In Berlin, at the House of World Cultures and the Max Planck Institute for the History of Science, a group of far-seeing intellectuals asked the question: What changes in the institutions of culture and of knowledge are are required by the era of the Anthropocene? To begin answering that question, they launched a program to define an “Anthropocene Curriculum.” This program included two editions of a prefigurative teaching-and-learning event called the “Anthropocene Campus,” which was wide open to experimentation. Here is one statement of the idea, drawn from the project website:

“In demanding structurally novel commitments, the Anthropocene predicament offers us the opportunity to make previously uncharted transdisciplinary connections, and to experiment with new forms of higher education.

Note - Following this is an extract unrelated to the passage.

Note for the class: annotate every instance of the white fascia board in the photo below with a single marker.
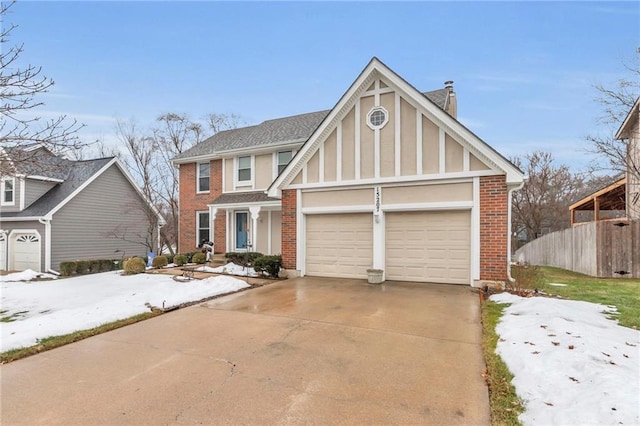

Universities, academies, research platforms, and cultural institutions, as situated spaces of knowledge production and dissemination, must deeply integrate cross-disciplinary thinking, mutual learning, new modes of research, and civic commitment in order to secure their future.”

DEEP TIME CHICAGO has been inspired by the Anthropocene Campus. Those of us who taught and attended share at least one belief: something kindred, but also fundamentally different is possible in our local context. Something that will grow directly from our own experience. Something we can’t yet fully imagine. To report on the events in Berlin is to invite anyone who cares to help invent something new right here.